Under the CAA’s new relief rules, eligible retirement plans also may allow qualified individuals with outstanding loans to suspend loan repayments owed during the qualified disaster’s incident period and up to 180 days following the end of that incident period for one year (or until June 25, 2021, if later). Repayment amounts after the suspension period ends will need to be adjusted to account for payments missed during the suspension period, and the term of the loan may be extended by a period equal to the length of the suspension period.
Recontributions of Certain Hardship Distributions. For a hardship distribution that was received for the purpose of buying or building a primary residence in a qualified disaster area, and could not be used for that purpose because of the qualified disaster, a qualified individual may be able to avoid having to pay tax on all or a portion of the distribution that is recontributed to the plan, as long as –
- The hardship distribution was received no earlier than the 180 days prior to the first of the qualified disaster’s incident period, and no later than 30 days after the end of that incident period; and
- The recontribution is made in one or more payments during the period beginning on the first of the qualified disaster’s incident period and ending on June 25, 2021.

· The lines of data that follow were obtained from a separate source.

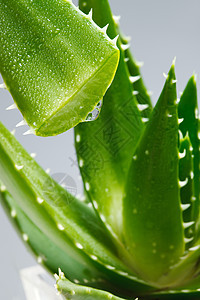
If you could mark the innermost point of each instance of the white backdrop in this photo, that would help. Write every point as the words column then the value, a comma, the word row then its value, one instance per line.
column 160, row 30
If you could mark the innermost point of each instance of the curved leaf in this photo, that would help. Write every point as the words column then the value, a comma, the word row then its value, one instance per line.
column 55, row 78
column 105, row 147
column 187, row 109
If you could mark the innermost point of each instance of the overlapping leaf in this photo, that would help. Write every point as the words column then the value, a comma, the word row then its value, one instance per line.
column 153, row 227
column 55, row 78
column 105, row 147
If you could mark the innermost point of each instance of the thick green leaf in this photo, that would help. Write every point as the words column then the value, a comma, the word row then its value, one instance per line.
column 70, row 224
column 105, row 147
column 55, row 61
column 37, row 194
column 153, row 228
column 44, row 249
column 187, row 109
column 141, row 92
column 186, row 192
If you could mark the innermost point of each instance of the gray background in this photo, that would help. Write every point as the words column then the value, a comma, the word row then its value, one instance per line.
column 160, row 30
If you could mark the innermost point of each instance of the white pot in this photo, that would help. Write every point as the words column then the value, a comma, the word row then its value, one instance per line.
column 38, row 285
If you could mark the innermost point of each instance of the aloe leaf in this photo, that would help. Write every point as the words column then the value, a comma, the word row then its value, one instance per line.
column 188, row 111
column 73, row 291
column 70, row 224
column 56, row 62
column 37, row 194
column 152, row 213
column 105, row 147
column 186, row 192
column 184, row 294
column 141, row 92
column 45, row 250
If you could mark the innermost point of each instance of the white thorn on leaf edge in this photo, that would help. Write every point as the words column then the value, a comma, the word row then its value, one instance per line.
column 104, row 29
column 21, row 123
column 186, row 240
column 19, row 167
column 115, row 40
column 145, row 120
column 180, row 120
column 13, row 106
column 165, row 75
column 125, row 46
column 30, row 131
column 194, row 248
column 116, row 19
column 3, row 86
column 185, row 206
column 140, row 64
column 142, row 107
column 90, row 14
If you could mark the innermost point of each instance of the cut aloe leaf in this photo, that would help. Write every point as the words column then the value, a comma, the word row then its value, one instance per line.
column 55, row 77
column 105, row 147
column 188, row 112
column 153, row 226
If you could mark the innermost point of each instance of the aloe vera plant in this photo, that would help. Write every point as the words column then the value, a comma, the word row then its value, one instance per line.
column 140, row 237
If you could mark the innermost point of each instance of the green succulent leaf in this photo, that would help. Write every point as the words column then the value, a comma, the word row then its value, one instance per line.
column 40, row 196
column 153, row 226
column 105, row 147
column 186, row 192
column 188, row 112
column 141, row 92
column 67, row 222
column 55, row 77
column 44, row 249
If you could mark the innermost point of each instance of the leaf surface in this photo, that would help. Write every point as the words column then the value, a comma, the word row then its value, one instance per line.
column 153, row 228
column 54, row 77
column 105, row 147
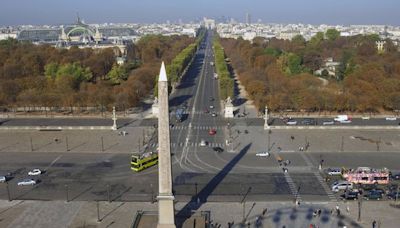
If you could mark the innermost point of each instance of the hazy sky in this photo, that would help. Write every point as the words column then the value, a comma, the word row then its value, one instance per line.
column 345, row 12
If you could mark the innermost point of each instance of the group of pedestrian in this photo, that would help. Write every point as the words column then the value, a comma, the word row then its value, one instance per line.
column 317, row 212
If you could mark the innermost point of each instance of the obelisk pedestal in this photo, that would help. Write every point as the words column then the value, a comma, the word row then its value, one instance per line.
column 228, row 108
column 166, row 214
column 266, row 126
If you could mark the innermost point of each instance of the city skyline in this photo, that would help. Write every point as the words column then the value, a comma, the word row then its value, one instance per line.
column 123, row 11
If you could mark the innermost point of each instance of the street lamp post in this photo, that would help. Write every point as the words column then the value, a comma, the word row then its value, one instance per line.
column 244, row 204
column 9, row 196
column 109, row 193
column 66, row 193
column 359, row 208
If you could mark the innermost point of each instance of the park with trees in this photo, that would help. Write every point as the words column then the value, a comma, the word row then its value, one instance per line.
column 279, row 73
column 44, row 76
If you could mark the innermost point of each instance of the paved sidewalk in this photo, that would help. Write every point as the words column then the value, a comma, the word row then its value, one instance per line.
column 121, row 214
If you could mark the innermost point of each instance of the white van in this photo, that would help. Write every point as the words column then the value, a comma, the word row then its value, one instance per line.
column 341, row 185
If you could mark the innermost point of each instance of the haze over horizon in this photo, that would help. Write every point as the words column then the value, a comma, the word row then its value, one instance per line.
column 39, row 12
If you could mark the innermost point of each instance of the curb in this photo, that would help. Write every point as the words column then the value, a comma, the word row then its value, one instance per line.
column 56, row 128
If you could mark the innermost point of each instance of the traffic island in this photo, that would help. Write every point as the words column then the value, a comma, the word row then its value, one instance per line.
column 146, row 219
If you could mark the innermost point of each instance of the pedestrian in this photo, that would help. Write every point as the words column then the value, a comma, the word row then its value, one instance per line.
column 265, row 211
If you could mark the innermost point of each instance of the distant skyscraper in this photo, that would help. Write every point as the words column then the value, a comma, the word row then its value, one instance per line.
column 248, row 18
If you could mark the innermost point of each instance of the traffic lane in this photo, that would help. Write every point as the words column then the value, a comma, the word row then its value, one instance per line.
column 51, row 121
column 320, row 121
column 389, row 160
column 232, row 184
column 308, row 186
column 83, row 177
column 248, row 163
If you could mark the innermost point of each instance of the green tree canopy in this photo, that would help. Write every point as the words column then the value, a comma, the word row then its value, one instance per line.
column 332, row 34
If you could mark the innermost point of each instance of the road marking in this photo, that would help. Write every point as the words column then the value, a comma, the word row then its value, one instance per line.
column 52, row 163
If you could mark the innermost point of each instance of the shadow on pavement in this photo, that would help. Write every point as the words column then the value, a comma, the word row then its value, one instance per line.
column 201, row 198
column 303, row 216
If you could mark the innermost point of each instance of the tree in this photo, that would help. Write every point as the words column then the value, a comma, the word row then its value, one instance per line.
column 117, row 74
column 332, row 34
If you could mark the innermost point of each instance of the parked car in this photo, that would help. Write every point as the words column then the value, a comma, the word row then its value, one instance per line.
column 218, row 149
column 35, row 172
column 212, row 131
column 308, row 121
column 341, row 185
column 350, row 195
column 393, row 195
column 394, row 176
column 329, row 122
column 3, row 179
column 26, row 182
column 373, row 195
column 263, row 154
column 203, row 142
column 334, row 171
column 291, row 122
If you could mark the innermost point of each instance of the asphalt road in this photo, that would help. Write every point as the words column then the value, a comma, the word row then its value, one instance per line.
column 197, row 171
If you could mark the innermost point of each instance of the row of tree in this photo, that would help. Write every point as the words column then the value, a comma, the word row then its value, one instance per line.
column 226, row 83
column 278, row 73
column 43, row 76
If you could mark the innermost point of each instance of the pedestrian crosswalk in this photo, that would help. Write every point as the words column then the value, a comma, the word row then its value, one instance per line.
column 328, row 191
column 190, row 144
column 184, row 127
column 292, row 186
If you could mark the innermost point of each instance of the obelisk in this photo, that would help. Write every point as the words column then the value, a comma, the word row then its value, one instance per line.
column 166, row 214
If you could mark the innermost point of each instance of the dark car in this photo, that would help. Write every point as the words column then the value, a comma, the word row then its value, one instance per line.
column 218, row 149
column 308, row 121
column 373, row 195
column 394, row 176
column 393, row 195
column 350, row 195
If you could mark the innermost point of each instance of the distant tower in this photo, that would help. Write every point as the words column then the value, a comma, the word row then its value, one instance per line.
column 166, row 214
column 248, row 18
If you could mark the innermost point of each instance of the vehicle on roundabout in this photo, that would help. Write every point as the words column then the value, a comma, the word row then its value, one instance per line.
column 263, row 154
column 291, row 122
column 218, row 149
column 26, row 182
column 212, row 131
column 334, row 171
column 203, row 142
column 35, row 172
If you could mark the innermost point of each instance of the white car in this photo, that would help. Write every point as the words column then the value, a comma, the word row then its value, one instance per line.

- Money Purchase Plan Distributions Can Qualify as Coronavirus-Related Distributions (CRDs). A CAA provision that also provides limited relief amends the CARES Act so that distributions made by money purchase pension plans to qualifies individuals can qualify as CRDs. Because the CAA was enacted so late in 2020, and because the CAA did not extend the period for requesting CRDs beyond the original December 31, 2020 deadline, there would have been a narrow window period during which new CRDs could be requested and processed by a money purchase pension plan.
- In-Service Distribution Relief for Select Multiemployer Plans. The Setting Every Community Up for Retirement Enhancement Act of 2019 (“SECURE Act”) reduced the minimum age for pension plans to offer in-service distributions as part of a phased retirement provision from age 62 to age 59½. For a targeted group of multiemployer pension plans that cover employees in the building and construction industry, the CAA further reduces that minimum age limit from age 59½ to age 55. But the change, if available, is applicable only for individuals who were participants in the plan before April 30, 2013.
- 420(f) Relief for Overfunded Pension Plans. For those relatively few overfunded defined benefit plans that are currently operating, there has been an available option under Code Section 420(f) to make qualified future transfers to fund retiree medical and life insurance obligations. For pension plans that meet certain requirements (e.g., funding requirements), the CAA includes a provision that allows a one-time election to be made by no later than December 31, 2021 to terminate the transfer period for an existing qualified future transfer election. The election is to be effective for any taxable year beginning after the election is made.
For plan sponsor that elect to adopt one or more of the CAA relief provisions, relevant plan amendments must be adopted on or before the last day of the first plan year beginning on or after January 1, 2022, unless a later is prescribed by the Secretary of the Treasury.